Post by Simon_Jester »

The problem is that (as we've seen in the US) one of the main functions of a federal government is to oversee transfer payments between richer and poorer parts of the same nation. These payments are a de facto necessity as long as development is not uniform unless you want the poorer parts of the country to decay to primitive levels. In the US, for instance, predominantly rural states almost never pay as much in taxes as they receive in federal funds. If the federal government weren't collecting taxes from the prosperous coastal and urban areas, and spending a disproportionate share of the money in rural states, the US would probably be a patchwork confederation of First and Third World economic conditions, with broad swathes of the country being at about the same economic level as, say, former Warsaw Pact countries.

[Ironically these states are also hotbeds of fanatical anti-tax, anti-federal-spending political sentiment... :banghead: ]
AniThyng wrote:
Broomstick wrote:When conditions are wildly different the rules under which people live should take that into account. Rules that work for a crowded urban center like London probably won't be applicable to somewhere more rural and vice versa.

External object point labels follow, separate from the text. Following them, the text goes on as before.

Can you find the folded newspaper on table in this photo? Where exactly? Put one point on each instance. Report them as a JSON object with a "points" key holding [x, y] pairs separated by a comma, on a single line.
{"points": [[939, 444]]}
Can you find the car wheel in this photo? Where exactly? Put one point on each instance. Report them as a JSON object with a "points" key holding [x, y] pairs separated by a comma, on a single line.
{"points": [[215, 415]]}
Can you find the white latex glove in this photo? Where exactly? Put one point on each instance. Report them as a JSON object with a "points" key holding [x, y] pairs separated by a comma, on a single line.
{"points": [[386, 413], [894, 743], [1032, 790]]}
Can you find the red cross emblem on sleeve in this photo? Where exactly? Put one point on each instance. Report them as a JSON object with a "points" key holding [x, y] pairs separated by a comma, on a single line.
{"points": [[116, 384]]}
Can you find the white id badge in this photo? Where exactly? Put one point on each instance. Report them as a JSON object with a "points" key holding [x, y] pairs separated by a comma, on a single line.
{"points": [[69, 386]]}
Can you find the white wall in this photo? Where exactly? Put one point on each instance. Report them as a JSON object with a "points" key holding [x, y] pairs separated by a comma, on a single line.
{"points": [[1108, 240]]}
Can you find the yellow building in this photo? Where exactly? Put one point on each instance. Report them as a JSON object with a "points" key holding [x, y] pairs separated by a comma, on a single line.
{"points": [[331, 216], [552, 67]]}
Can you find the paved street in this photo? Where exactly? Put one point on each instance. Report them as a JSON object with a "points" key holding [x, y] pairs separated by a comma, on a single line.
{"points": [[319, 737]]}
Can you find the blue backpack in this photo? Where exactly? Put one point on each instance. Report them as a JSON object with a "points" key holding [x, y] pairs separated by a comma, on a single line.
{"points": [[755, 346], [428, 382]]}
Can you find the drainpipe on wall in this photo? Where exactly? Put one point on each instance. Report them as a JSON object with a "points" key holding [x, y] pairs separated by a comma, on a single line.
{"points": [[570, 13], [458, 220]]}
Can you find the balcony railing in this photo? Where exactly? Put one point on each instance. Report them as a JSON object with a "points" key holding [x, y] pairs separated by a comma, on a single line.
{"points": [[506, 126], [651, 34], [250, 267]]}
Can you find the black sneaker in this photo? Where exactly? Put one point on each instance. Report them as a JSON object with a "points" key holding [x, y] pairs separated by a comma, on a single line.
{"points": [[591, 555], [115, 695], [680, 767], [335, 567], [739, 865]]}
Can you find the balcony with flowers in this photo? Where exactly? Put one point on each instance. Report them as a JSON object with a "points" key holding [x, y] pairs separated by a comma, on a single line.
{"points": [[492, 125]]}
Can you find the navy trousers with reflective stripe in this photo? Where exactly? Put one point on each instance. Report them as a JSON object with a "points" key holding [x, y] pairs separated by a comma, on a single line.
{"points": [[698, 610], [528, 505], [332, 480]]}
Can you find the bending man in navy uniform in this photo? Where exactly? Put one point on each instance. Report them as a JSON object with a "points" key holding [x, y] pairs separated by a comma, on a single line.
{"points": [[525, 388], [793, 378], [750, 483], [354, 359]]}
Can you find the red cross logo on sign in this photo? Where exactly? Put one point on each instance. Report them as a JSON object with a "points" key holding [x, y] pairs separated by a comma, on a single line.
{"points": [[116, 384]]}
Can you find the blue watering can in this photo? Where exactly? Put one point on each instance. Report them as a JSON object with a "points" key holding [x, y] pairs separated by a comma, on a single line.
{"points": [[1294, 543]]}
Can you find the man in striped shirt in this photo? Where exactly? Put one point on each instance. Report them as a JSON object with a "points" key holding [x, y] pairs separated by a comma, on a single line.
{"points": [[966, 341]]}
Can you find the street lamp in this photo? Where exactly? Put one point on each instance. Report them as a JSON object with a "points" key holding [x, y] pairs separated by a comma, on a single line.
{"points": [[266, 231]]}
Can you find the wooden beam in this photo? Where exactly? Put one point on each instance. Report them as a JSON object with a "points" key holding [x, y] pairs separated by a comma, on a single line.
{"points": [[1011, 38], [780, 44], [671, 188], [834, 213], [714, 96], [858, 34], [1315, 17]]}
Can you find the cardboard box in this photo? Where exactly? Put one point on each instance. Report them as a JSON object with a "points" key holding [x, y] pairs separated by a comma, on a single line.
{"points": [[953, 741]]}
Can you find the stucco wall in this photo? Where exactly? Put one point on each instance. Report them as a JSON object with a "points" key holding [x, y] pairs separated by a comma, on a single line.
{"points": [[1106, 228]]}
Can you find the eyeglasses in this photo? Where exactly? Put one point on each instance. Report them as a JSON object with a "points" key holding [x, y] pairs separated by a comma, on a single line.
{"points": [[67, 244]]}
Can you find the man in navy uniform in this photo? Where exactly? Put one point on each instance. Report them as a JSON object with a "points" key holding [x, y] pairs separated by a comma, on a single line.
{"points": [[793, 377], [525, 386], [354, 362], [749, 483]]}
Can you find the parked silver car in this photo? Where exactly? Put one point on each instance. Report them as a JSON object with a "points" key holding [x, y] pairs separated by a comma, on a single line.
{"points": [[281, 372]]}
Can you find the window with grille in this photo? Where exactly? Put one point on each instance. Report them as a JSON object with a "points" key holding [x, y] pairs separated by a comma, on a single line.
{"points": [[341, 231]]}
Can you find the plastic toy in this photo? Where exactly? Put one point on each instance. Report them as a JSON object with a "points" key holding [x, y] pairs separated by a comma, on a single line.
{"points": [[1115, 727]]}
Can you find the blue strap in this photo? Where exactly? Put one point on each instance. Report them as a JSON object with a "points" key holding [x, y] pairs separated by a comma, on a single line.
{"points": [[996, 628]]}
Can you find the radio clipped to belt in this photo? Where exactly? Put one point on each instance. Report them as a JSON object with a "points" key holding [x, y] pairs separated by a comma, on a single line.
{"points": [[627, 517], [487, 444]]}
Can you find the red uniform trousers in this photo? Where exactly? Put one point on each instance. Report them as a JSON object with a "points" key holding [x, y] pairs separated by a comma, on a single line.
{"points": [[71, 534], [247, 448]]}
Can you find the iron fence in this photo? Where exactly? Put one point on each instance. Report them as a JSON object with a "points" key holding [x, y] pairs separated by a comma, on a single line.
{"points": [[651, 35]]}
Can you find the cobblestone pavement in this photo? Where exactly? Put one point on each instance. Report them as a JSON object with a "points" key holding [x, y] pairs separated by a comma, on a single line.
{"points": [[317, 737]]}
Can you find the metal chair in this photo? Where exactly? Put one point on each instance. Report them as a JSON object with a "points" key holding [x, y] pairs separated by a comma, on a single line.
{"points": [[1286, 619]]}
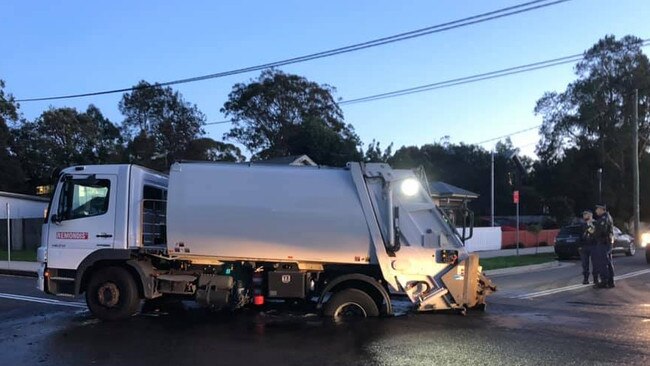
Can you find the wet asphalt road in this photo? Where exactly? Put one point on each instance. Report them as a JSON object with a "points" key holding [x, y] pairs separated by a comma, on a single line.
{"points": [[529, 322]]}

That doesn't mean you should split everything into separate little countries.
I think the problem is more what to do with all those other crowded urban centers in England that aren't London. Manchester, Liverpool, Birmingham etc.
Also that those urban centers, unlike London, don't receive an economic boost from the London financial sector. So policies that work for London aren't working for Manchester, and yet policies that work for the village of Upper Obscurity wouldn't work for Manchester either, or vice versa.